Foto: Ist, sumber foto: Cakaplah.com

PEKANBARU – Aroma panas Musyawarah Daerah (Musda) XI Partai Golkar Provinsi Riau makin terasa menyengat. Ketua Umum DPP Golkar, Bahlil Lahadalia, dipastikan tidak akan hadir dalam hajatan politik terbesar partai beringin di Bumi Lancang Kuning itu, yang digelar Sabtu (8/11/2025) pagi di Hotel Grand Central Pekanbaru.

Ketidakhadiran Bahlil sontak menimbulkan beragam tafsir politik di kalangan kader dan pengamat. Apalagi, isu dominan yang berembus menyebut bahwa Musda kali ini sudah “dikunci” untuk satu nama: Yulisman, yang kabarnya telah mengantongi restu penuh dari mayoritas pemilik suara.

Sekretaris Steering Committee (SC) Musda, Gumpita, membenarkan absennya sang Ketum. Namun, Bahlil disebut telah menerbitkan surat mandat dan menugaskan 8 orang utusan DPP, termasuk Waketum Ahmad Doli Kurnia, yang juga merangkap Plt Ketua DPD I Golkar Riau, untuk memimpin jalannya Musda.

“Ketum Bahlil tidak hadir. Tapi ada surat mandat dari beliau. Ada rombongan dari DPP, salah satunya Pak Doli,” ujar Gumpita kepada awak media, Jumat malam (7/11/2025).

Sementara itu, Yulisman, yang malam tadi resmi mendaftar sebagai kandidat Ketua DPD I Golkar Riau, dikabarkan sudah mengantongi seluruh dukungan suara dari pemilik mandat sah. Situasi ini membuat suasana Musda terkesan lebih formalitas ketimbang kompetisi.

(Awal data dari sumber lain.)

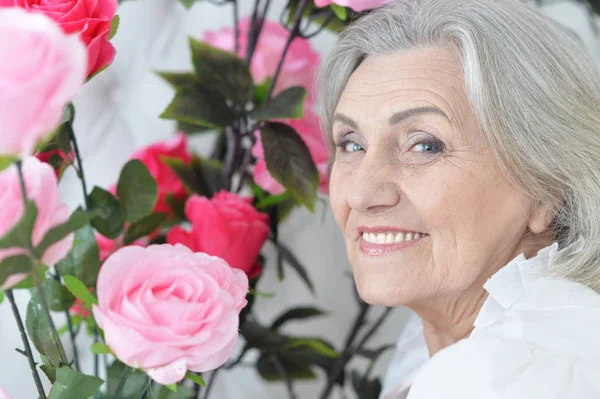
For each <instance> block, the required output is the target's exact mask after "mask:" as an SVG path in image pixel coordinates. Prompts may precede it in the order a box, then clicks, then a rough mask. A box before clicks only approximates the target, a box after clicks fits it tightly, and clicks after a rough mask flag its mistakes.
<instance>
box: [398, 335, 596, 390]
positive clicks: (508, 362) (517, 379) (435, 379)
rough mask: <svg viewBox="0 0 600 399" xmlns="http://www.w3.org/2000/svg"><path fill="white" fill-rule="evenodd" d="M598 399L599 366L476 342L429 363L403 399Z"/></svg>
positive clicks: (594, 363) (525, 342)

Sumber internal partai bahkan menyebut, tidak ada lagi ruang bagi calon lain untuk “melawan arus”. Semua dukungan disebut telah “terpagar rapat” di kubu Yulisman, menandakan bahwa Musda besok bisa saja hanya menjadi ajang penegasan skenario DPP, bukan arena pertarungan ide dan visi.

Namun, di balik kemapanan itu, beberapa kader senior di Riau disebut gerah dengan pola Musda yang dianggap sudah dikondisikan. “Golkar Riau butuh regenerasi dan keterbukaan, bukan penunjukan,” cetus seorang kader yang menolak disebutkan namanya.

Meski tanpa kehadiran Bahlil, Musda XI Golkar Riau dipastikan tetap digelar tepat waktu, dimulai pukul 10.00 WIB. Tapi satu hal yang kini jadi tanda tanya besar:
Apakah Musda kali ini akan menjadi ajang konsolidasi politik yang demokratis—atau sekadar ritual pengukuhan kekuasaan dari Jakarta?